Mas essa conversão não será fácil.

Mesmo antes da guerra, a presença do Mosteiro das Cavernas – leal à Igreja Ortodoxa Russa e considerado um dos cinco locais mais sagrados da igreja – deu à cidade a reputação de ser pró-Rússia. Essa percepção foi agravada pela localização de Sviatohirsk no Donbass, uma região predominantemente de língua russa onde Moscou por décadas promoveu a política de nostalgia soviética.

A propaganda, especialmente na televisão, ajudou o Kremlin a influenciar alguns civis falantes de russo no leste, ao mesmo tempo em que retrata falsamente a região como essencialmente parte da Rússia e cita a suposta opressão dos falantes de russo como justificativa para a invasão.

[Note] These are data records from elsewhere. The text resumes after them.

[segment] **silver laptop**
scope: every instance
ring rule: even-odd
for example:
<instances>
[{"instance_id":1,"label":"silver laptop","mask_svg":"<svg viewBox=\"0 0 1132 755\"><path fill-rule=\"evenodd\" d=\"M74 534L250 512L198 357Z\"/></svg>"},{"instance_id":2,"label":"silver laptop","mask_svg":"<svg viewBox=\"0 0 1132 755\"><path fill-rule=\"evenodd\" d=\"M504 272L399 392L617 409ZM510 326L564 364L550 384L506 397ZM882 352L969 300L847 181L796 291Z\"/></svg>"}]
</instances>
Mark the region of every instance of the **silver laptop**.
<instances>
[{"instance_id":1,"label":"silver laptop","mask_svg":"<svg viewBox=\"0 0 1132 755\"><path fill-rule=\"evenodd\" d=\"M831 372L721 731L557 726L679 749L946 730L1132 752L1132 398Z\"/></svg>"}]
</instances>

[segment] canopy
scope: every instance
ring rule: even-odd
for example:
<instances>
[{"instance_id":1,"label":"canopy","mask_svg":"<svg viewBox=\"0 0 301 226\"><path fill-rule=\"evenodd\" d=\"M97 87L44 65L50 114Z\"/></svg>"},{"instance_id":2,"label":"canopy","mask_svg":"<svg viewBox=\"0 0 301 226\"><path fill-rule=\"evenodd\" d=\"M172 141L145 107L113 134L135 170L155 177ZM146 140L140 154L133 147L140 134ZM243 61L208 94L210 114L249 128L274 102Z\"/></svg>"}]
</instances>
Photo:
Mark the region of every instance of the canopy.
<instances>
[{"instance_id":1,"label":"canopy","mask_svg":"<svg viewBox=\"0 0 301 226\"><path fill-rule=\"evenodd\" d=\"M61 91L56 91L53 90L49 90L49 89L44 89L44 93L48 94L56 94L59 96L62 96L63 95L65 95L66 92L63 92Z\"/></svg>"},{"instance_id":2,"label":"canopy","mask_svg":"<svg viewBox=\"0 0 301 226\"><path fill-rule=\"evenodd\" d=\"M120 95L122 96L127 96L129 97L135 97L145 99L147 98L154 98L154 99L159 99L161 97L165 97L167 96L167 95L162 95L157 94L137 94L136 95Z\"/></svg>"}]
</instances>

Ainda não está claro como Sviatohirsk sairá de seu conturbado interlúdio de ocupação. Cerca de 650 pessoas permanecem de uma população pré-guerra de cerca de 4.000, de acordo com autoridades locais. Aproximadamente 120 residentes retornaram desde o retiro russo.

Retornados como Myroslava acreditam que mais pessoas com sensibilidade pró-ucraniana voltarão quando o clima esquentar na primavera, diluindo o sentimento local em relação à Rússia.

“Eles já estão começando a voltar aos poucos, porque muitos deles não conseguem pagar o aluguel em outras cidades e voltam mesmo com a casa destruída”, disse Myroslava, que voltou para casa em outubro. Ela se recusou a fornecer seu sobrenome por motivos de segurança.

O mosteiro, onde freiras e os monges permaneceram leais à igreja russaexerce influência significativa na cidade, adicionando uma camada extra de complexidade.

“Sim, as pessoas estão voltando para Sviatohirsk, mas nenhuma pessoa de qualidade será deixada aqui; os santos padres assim o dizem”, disse um homem mais velho, deplorando o retorno dos pró-ucranianos e sugerindo que eles não compartilhavam das visões pró-russas da igreja.

O homem, parado no cemitério da cidade, se recusou a dar seu nome. Ele estava ajudando a enterrar uma criança morta no bombardeio, cujo corpo havia sido recentemente exumado para que a polícia local pudesse examiná-lo.

Nas últimas semanas, Os serviços de inteligência de Kyiv lançaram pelo menos uma operação e uma série de prisões com o objetivo de erradicar os espiões da igreja, atraindo a condenação de Moscou. E o presidente Volodymyr Zelensky recentemente propôs proibir o ramo da Igreja Ortodoxa Ucraniana que é leal a Moscou, dizendo que a medida era necessária para garantir que a Rússia não seja capaz de “enfraquecer a Ucrânia por dentro”.

“O oeste da Ucrânia está pensando à sua própria maneira, e Donbass está pensando de uma maneira diferente”, disse um dos monges do mosteiro, que também se recusou a fornecer seu nome. Ele comparou os do oeste a “ocupantes”.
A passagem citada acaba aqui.